Differences in 2.0'S; Reborn

Sort of, during my search for new oppertunities I've been talking with many people and the conversation usually seems to settle on just this topic. So, I dug up an old post I wrote, while acting as Product Marketing Mgr at Enterprise Mashup software company JackBe, with a diagram created by JackBe's CTO, John Crupi.

Sunday, June 3, 2007

A lot of people ask us here at JackBe about the definitions and or differences between Web 2.0, Enterprise Web 2.0 and Enterprise 2.0. So here are some of my thoughts simplified for a blog post.

Web 2.0 – There are two parts to this one which will make sense when I get into the difference between Enterprise Web 2.0 and Enterprise 2.0.
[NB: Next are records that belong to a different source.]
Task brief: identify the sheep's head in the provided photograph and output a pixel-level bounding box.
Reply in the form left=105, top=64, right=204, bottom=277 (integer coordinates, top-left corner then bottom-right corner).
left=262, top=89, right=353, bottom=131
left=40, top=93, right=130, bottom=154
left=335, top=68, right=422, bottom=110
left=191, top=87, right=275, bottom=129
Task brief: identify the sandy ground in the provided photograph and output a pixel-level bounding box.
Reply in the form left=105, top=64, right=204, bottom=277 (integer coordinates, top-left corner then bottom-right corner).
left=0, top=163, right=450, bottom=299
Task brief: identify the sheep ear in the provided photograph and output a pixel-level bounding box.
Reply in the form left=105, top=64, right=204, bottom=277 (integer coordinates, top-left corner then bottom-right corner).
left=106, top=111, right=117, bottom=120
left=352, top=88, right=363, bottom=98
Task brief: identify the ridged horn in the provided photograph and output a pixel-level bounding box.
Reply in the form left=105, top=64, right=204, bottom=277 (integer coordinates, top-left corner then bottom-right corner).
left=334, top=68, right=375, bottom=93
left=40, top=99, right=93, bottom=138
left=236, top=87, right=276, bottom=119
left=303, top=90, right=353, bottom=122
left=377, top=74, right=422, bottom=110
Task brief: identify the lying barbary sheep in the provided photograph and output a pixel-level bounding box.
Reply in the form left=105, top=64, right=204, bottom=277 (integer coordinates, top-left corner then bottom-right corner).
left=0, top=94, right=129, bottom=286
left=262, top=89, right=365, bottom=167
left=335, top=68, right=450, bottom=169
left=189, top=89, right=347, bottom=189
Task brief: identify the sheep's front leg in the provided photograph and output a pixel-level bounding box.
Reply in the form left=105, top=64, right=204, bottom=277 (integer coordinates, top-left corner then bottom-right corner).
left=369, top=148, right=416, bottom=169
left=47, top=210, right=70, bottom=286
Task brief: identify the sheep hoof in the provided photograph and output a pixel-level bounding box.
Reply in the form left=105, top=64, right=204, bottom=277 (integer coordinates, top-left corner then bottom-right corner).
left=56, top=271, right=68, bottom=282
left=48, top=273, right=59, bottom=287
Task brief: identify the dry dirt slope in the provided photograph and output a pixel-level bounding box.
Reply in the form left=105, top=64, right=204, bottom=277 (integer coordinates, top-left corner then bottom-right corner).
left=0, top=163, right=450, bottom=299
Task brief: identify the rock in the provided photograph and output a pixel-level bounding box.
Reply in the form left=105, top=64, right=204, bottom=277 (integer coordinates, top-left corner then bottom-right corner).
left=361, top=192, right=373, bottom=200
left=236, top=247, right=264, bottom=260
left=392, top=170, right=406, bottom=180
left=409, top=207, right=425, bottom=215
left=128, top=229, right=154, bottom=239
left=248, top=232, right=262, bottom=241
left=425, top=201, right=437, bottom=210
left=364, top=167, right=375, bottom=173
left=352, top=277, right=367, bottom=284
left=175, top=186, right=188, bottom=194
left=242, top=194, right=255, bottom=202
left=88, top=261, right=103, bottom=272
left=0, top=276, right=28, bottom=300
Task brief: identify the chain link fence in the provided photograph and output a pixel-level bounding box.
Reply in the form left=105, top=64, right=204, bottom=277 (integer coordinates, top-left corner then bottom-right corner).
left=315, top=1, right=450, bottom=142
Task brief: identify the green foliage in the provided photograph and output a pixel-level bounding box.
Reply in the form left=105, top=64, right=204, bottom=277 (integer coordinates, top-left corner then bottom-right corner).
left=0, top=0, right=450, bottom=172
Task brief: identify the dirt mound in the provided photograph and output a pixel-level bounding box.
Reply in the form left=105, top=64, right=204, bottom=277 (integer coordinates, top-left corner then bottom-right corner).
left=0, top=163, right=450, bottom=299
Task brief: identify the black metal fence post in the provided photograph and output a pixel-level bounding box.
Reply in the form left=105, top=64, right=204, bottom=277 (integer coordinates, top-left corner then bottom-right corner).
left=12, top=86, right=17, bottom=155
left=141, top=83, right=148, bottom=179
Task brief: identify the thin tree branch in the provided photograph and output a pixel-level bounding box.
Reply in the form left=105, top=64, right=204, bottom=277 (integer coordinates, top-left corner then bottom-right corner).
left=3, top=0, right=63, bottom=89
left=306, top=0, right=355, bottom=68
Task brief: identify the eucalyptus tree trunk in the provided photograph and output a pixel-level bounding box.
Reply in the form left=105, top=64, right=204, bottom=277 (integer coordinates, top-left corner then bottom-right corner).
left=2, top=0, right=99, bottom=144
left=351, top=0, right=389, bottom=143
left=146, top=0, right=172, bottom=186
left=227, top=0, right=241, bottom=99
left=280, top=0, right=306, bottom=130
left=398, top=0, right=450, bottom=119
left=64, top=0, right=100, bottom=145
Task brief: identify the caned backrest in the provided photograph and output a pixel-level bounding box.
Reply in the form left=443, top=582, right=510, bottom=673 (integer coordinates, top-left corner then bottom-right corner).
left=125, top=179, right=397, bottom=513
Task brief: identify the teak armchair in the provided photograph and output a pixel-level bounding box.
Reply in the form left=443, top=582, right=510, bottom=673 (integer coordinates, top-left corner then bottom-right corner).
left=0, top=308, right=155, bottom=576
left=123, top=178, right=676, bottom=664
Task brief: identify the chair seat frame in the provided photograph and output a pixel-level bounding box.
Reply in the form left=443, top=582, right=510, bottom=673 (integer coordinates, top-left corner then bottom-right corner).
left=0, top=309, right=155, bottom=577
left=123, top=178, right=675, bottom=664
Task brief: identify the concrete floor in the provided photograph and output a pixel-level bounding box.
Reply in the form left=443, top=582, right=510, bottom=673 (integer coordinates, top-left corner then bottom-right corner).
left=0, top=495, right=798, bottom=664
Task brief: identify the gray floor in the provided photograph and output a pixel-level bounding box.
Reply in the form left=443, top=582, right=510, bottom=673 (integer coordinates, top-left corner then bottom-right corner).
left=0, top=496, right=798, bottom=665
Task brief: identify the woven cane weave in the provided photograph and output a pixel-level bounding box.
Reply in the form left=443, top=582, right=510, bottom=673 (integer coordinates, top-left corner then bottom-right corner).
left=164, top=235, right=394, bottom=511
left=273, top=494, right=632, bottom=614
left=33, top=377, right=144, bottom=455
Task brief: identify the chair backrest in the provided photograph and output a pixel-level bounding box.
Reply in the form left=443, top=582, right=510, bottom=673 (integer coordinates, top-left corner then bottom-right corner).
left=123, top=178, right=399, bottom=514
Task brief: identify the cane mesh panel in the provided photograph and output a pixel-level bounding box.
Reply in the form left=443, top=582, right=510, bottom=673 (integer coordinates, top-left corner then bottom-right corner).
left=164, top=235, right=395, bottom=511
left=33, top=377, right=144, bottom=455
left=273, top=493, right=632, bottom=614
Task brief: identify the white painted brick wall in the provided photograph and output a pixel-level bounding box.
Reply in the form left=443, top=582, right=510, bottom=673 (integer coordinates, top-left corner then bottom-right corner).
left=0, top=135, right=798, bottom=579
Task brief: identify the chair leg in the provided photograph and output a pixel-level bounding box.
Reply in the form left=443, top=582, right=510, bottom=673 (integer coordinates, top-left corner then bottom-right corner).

1. Web 2.0 – the user-driven paradigm shift. Youtube, blogs, wikis, RIAs with greater self-service capabilities… all of these are examples of a paradigm shift from older HTML static, mostly one way communication of ideas and information to a new User-Driven web model which enables you and me to more easily contribute content, share information and collaborate with each other through the web.

2. Web 2.0 - technology enablers. This user-driven shift has been made possible in part by new or now accepted technologies and techniques which have gained greater penetration as web application tools. Such include: Ajax, proprietary RIA tools like Flex and Lazlo and now Silverlight, Service Orientated Architecture (SOA), Ruby on Rails and other lightweight dev models, Web Services like REST and RSS, Mashups (data and visual) and Tagging. Of course this is not an exclusive list but I think you get my point.

Enterprise Web 2.0 – the Web 2.0 technologies mentioned above put into practice in the enterprise. For example: richer, more productive customer self-service apps, inter-department collaboration through bogs, and wikis. But simply ‘slapping’ these technologies into a rooted organization will not bring about the same successes and value that Web 2.0 apps have enjoyed in the public domain. Enterprises have too many constraints and need a mind and culture shift along with deep embedment of these 2.0 tools into its processes to have any kind of a definable impact.

Enterprise 2.0 – The Enterprise 2.0 is analogous to #1 above in that it represents a user orientated paradigm shift of the enterprise makeup itself. It embraces the decentralized organization built around disparate data and information with users empowered to create new information built around and on top of others ideas through sharing, and collaboration. An organic organization loosely designed and constructed to empower knowledge workers to do what they do best by giving them what they need, when the need it and how they need it by enabling them with 2.0 technologies and nurturing this new paradigm mind set internally. Here enterprises reap the benefits of 2.0 through network effects from its user’s contributions and collaboration and realize success that increases proportionally as more users contribute to the organism creating a potentially indefinable value proposition to stakeholders.